UMA QUESTÃO CULTURAL
Em anúncios de imprensa, vem a Guarda Nacional Republicana informar a plebe sobre as iniciativas que promove, comemorativas dos seus 99 anos e, sobretudo, dos 100 anos de República.
Em 1834/35, o Senhor Dom Pedro IV transformou a Guarda Real de Polícia, fundada por Pina Manique no dealbar do século XIX, em Guarda Municipal, primeiro em Lisboa, depois no Porto.
Imposta a República, o governo provisório tratou de extinguir as Guardas Municipais e, sem mexer noutra coisa que não no nome, transformou-as em Guardas Republicanas. Em 1911, o regime imposto criou a Guarda Nacional Republicana, hoje ainda existente com o mesmo nome, como força militar de polícia e segurança interna.
Há, pela Europa fora, uma série de corpos militares com missões congéneres às da GNR, a Gendarmerie francesa, os Carabinireri italianos, etc. Nenhuma destas forças se chama “republicana”. Para encontrarmos tal designação teremos que ir até ao Irão ou a países de semelhante “calibre” cultural e político.
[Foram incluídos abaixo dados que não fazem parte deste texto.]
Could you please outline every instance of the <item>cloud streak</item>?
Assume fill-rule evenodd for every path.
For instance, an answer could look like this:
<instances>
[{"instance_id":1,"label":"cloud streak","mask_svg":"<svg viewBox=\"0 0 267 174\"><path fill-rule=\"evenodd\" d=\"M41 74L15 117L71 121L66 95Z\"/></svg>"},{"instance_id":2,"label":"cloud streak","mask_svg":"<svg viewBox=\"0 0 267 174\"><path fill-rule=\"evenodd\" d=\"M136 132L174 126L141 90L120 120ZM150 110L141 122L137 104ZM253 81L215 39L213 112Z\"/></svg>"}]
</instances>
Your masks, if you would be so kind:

A substituição da Nação pela República, ou a confusão entre os dois conceitos, é privilégio dos exageros jacobinos da nossa infeliz República. Assim foi na primeira República, na segunda – Salazar foi o grande estabilizador do regime imposto – e na terceira, em que vivemos.
Não é por acaso que a Constituição de 1976 começa com a afirmação “Portugal é uma República”. Não é uma Nação, um país, um Estado.
A História é cultural e conceptualmente pervertida ao definir Portugal desta estúpida forma. Se definir é marcar os limites, pode concluir-se, a partir de tal e tão basilar afirmação, que a fundação de Portugal se deu em… 1910. Pois se Portugal é uma República, o que antes dela havia outra coisa era, que não Portugal.
A ultramontanice dos fundadores da República foi, e continua a ser, repetida com a mesma inferioridade conceptual que chamou à guarda nacional “republicana”, inculcando que lhe cabe defender a segurança da Nação se e quando esta for uma República, tal não lhe cabendo se o não for.
A propaganda da GNR vai, porém, mais fundo. As comemorações destinam-se a sublinhar o papel da GNR no 5 de Outubro (estranhamente porque, em 1910, a GNR não existia!) e no 25 de Abril. Parece que a GNR não existia no 28 de Maio, não teve um papel no 28 de Maio nem durante a segunda República nem foi o braço armado da ditadura republicana do doutor Salazar, que serviu cega e violentamente, sempre que para tal foi chamada pelo poder.
A História, no que à República, de agora e de antes, agrada, não é a História, é uma história que se inventa, ou sublinha, conforme as conveniências do momento.
Misteriosamente, a GNR apaga, ou esconde, pelo menos em termos de propaganda, quase metade do seu passado. Não é por isso que deixa de o ter tido. Culturalmente, esta atitude consubstancia uma inferioridade igual à que consiste em chamar-lhe “republicana”, ou a confundir Portugal com a República.
A importância deste tipo de “cultura” está em que, para o povo em geral e para as novas gerações em particular, se “vende”, sem pudor nem decência intelectual, uma visão oblíqua e retorcida da História, como o fizeram Lenine, Hitler e quejandos.
Quem não tem memória não tem futuro. Quem tem a memória torcida ainda menos.